The get_cells
function imports a Jupyter Notebook file, extracts cell metadata, and formats it into a list of dictionaries with language, filename, and unique ID information. The function takes two parameters: the notebook path and a list of cell types to extract, and returns the formatted list of cells.
import json
import os
def get_cells(notebook_path, types=['*', 'code']):
"""Extract cells from a Jupyter Notebook with additional metadata."""
notebook_path = os.path.abspath(notebook_path)

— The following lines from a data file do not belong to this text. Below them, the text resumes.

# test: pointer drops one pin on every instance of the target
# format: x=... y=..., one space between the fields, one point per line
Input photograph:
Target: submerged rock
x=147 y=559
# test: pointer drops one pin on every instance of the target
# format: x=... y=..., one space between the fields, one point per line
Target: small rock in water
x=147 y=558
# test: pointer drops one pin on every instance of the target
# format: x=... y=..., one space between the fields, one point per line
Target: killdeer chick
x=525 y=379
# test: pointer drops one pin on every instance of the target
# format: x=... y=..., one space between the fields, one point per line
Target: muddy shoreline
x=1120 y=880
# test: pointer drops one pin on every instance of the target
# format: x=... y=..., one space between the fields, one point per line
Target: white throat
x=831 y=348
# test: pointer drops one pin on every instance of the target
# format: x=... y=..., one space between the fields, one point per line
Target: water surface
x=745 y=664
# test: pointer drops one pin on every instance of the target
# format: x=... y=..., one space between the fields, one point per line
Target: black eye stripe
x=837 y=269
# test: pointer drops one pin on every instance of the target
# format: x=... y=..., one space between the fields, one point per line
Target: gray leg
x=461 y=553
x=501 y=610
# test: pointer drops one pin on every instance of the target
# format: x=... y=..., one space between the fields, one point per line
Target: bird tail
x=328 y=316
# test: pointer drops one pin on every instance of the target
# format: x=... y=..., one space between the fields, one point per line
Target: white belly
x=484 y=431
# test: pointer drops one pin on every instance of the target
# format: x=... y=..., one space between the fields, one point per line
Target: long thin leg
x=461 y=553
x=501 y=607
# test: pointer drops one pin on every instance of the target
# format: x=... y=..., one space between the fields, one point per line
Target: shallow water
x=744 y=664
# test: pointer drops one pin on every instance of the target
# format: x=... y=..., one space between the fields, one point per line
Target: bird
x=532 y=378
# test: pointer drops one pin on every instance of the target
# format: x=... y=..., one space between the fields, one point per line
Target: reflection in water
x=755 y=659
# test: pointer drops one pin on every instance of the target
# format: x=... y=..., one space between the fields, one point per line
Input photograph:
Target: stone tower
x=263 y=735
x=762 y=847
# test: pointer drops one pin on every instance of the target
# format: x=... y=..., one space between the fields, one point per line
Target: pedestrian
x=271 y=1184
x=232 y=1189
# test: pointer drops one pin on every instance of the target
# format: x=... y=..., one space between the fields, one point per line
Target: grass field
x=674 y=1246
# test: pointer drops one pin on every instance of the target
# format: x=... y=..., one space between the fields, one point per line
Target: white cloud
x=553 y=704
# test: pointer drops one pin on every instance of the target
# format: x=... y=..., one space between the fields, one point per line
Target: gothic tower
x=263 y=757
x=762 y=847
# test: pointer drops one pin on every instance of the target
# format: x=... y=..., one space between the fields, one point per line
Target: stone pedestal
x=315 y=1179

with open(notebook_path, 'r', encoding='utf-8') as f:
notebook = json.load(f)
kernel = notebook.get('metadata', {}).get('kernelspec', {})
cells = [
{
**cell,
"language": (cell.get("metadata", {}).get("vscode", {}).get("languageId") or
kernel.get("language") or
notebook.get("metadata", {}).get("language_info", {}).get("name", "")),
"filename": notebook_path,
"id": f"{os.path.basename(notebook_path)}[{i}]"
}
for i, cell in enumerate(notebook.get("cells", []))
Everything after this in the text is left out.